Remote Connection Server (RCS) Becoming Unresponsive

The Core Issue

RCS becomes unresponsive randomly, it appears to still be running in the Activity Monitor but is refusing connections. This manifests as:

  • nc -zv server 8080 returns “Connection refused”
  • curl http://server:8080/ fails with connection timeout
  • External contractors cannot connect via Cloudflare tunnel
  • Only resolution: kill RCS process and restart

This occurs regardless of load—even with just 1-2 external users, RCS fails unpredictably at all hours, causing production delays and missed deadlines.

Environment Details

Hardware: Apple Silicon Mac mini
Deadline Version: 10.4.1.8 → 10.4.1.10
Repository: Hosted on Qumulo cluster (not local)
Usage: ~100 workers (Direct Connection) + external contractors (RCS)

Background Context

We’ve successfully operated Deadline across various configurations over the years, from VM clusters to dedicated hardware. When upgrading to the latest version, we chose a Mac mini for its proven reliability and rapid deployment capabilities compared to rebuilding our VM infrastructure—particularly given current VMware licensing changes and associated hardware costs.

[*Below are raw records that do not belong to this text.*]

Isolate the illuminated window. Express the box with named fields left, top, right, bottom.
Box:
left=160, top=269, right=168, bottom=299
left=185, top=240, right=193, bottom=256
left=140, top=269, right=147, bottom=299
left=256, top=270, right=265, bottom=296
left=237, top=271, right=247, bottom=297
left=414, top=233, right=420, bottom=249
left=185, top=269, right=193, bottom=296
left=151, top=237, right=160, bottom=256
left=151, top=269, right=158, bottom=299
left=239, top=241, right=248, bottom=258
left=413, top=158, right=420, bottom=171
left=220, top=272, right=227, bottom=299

Important: Rosetta installation is required but undocumented in system requirements. This cost significant troubleshooting time and should be clearly stated.

Configuration & Improvements

Initial vanilla setup: Repository installer, then three Client installations (Client, RCS, Web Services) with “Install Launcher As A Daemon” selected.

After reliability issues, we developed a more robust startup sequence by moving services to ~/Library/LaunchAgents and implementing a custom mounting script that:

  1. Verifies network connectivity
  2. Ensures repository mount is available before service startup
  3. Launches services in proper dependency order (Launcher → RCS → Web Service → Pulse)
  4. Includes retry logic and comprehensive logging
  5. Monitors every 5 minutes with automatic recovery

This approach addresses a fundamental oversight in the default setup: where services attempt to start before the repository is accessible.

Current Monitoring & Mitigation

We’ve implemented a 2-minute watchdog service that:

  • Tests HTTP connectivity to RCS
  • Logs failures with timestamps
  • Kills hung processes automatically
  • Restarts services and sends email alerts

However, this is reactive—we need RCS to simply work reliably.

Questions & Concerns

  1. RCS Apple Silicon Compatibility: Are there known RCS reliability issues on Apple Silicon Macs requiring Rosetta? While community reports indicate Deadline Workers experience crashes on M1 systems after 10-15 minutes, our RCS stability issues may be related.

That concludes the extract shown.